更新日 Feature on 2005年 1月 20日

By Mark L. Gottlieb

Translated by Yoshiya Shindo

Krark's Thumb
 今回の神河謀叛のプレビューカードを見たとき、僕は一年前に時を遡るたびに出ていた。ミラディンは新しいカード枠の新セットで、現在はアーロン・フォーサイスが書いてる「最新開発事情」も、当時はランディ・ビューラーの担当だった。そのランディの記事の中に、彼が《クラークの親指/Krark's Thumb》のルール文を書くのにどれだけ苦労したかが書かれている。引用してみよう。「ミラディンには、我々が同時に複数を場に出したくないという理由によりレジェンドになったものがある」だそうだ。ランディ曰く。

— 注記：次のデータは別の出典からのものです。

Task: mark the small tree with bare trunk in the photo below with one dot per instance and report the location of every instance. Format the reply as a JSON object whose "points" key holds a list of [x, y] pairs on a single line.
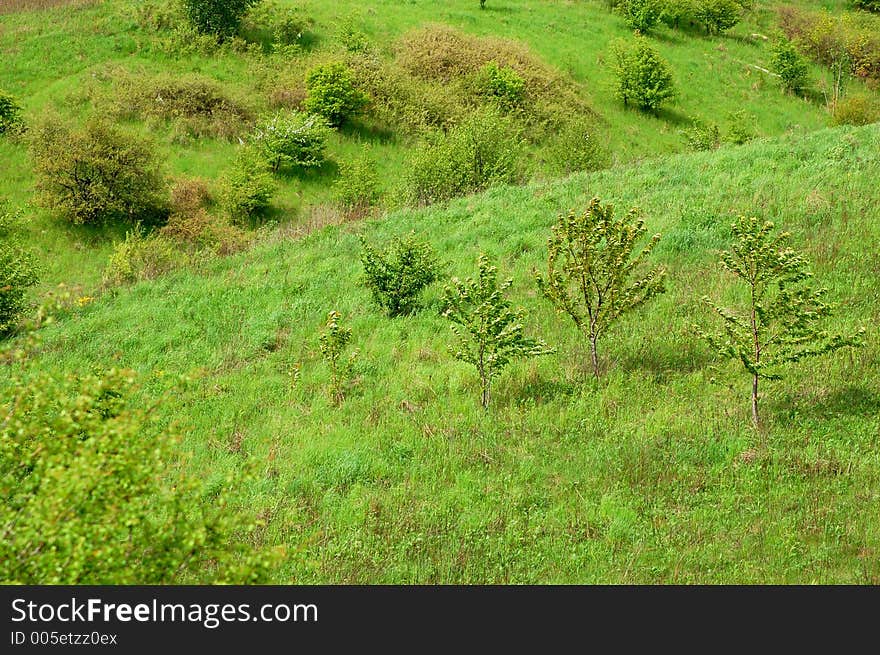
{"points": [[781, 320], [592, 274]]}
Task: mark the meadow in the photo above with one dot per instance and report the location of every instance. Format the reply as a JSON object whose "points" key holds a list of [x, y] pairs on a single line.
{"points": [[652, 474]]}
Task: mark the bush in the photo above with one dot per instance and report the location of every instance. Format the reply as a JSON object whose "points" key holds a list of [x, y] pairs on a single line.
{"points": [[332, 93], [17, 271], [856, 110], [397, 276], [292, 139], [10, 113], [640, 15], [790, 65], [501, 85], [484, 151], [83, 501], [98, 174], [217, 17], [141, 256], [717, 15], [642, 75], [357, 188], [247, 187]]}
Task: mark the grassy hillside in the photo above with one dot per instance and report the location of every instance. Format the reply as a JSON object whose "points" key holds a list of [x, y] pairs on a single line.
{"points": [[652, 475], [53, 58]]}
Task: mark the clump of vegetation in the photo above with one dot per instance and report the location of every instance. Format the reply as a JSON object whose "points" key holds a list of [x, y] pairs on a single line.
{"points": [[357, 188], [220, 18], [790, 65], [592, 273], [489, 333], [81, 483], [10, 113], [781, 322], [292, 139], [247, 187], [17, 271], [483, 151], [334, 340], [397, 276], [98, 174], [333, 94], [643, 76]]}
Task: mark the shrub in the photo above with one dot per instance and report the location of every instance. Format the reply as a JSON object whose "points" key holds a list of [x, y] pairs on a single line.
{"points": [[489, 332], [593, 270], [292, 139], [717, 15], [856, 110], [98, 174], [642, 75], [640, 15], [247, 187], [141, 256], [790, 65], [82, 497], [501, 85], [217, 17], [578, 147], [10, 113], [17, 271], [357, 188], [332, 93], [397, 276], [484, 151]]}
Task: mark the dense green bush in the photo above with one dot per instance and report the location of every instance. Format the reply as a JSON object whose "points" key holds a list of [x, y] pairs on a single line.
{"points": [[247, 187], [217, 17], [10, 113], [332, 93], [292, 138], [790, 65], [17, 271], [98, 174], [484, 151], [84, 497], [643, 76], [397, 276]]}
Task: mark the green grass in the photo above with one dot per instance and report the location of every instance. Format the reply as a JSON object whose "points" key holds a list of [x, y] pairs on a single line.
{"points": [[653, 475]]}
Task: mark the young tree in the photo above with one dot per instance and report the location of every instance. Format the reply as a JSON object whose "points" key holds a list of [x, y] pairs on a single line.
{"points": [[592, 274], [781, 320], [333, 342], [489, 332]]}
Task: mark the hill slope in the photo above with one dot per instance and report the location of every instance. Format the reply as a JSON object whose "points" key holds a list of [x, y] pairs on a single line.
{"points": [[652, 475]]}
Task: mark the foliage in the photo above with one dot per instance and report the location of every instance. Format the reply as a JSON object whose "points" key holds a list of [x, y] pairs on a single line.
{"points": [[98, 174], [246, 188], [217, 17], [10, 113], [642, 75], [640, 15], [790, 65], [334, 340], [332, 93], [17, 271], [485, 150], [592, 274], [292, 139], [397, 276], [82, 500], [489, 333], [781, 321]]}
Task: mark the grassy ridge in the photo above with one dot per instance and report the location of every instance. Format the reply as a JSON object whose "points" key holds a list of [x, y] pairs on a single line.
{"points": [[653, 475]]}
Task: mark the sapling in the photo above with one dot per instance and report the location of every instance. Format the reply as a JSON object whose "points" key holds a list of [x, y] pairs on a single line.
{"points": [[489, 332], [592, 274], [781, 321]]}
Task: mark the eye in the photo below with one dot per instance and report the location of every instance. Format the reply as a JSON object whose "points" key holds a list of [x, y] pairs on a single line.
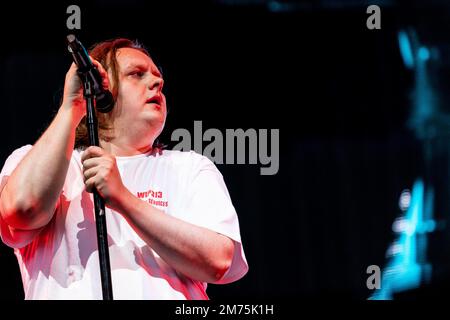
{"points": [[137, 74]]}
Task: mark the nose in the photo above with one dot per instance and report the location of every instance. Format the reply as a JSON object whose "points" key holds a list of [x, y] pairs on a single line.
{"points": [[156, 82]]}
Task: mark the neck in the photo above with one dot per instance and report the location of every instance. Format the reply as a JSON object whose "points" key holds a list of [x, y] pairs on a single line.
{"points": [[119, 149]]}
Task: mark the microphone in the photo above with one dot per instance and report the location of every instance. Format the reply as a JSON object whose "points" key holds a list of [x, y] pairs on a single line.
{"points": [[104, 98]]}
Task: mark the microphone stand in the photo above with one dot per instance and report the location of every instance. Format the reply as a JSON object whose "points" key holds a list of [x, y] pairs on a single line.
{"points": [[99, 203]]}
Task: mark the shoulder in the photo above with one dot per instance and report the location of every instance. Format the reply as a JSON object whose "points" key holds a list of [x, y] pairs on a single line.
{"points": [[184, 157]]}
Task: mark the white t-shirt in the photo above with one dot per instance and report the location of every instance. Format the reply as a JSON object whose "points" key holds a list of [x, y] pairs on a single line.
{"points": [[62, 261]]}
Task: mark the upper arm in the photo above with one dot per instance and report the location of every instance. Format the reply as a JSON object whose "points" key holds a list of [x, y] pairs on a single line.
{"points": [[10, 236]]}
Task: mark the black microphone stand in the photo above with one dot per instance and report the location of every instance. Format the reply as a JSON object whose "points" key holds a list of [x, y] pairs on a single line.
{"points": [[99, 203]]}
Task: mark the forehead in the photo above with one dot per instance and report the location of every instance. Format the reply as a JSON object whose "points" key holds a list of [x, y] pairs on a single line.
{"points": [[129, 57]]}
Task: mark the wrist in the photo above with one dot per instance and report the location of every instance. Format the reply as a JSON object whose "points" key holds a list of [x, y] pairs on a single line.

 テンプレート・チームが新しいカードに対しルールの地雷原を慎重に進んでいく中で、開発部はしばしば……ルールのエキスパートが怪しいと思うでっぱりのあるところまで進み、そいつをとがった棒でつついてみるわけだ。ドカーン! とまあそれが、実際に《クラークの親指/Krark's Thumb》に起こったことだ。……我々が本当に気にしていたのは、こいつが複数出ていたときに何が起こるかをプレイヤーが理解できるかどうかだった。……これによりもたらされた怪しげな事情が、マジックのルールのシステムの中でこのカードをあいまいで不確かなものにしてしまったのだ。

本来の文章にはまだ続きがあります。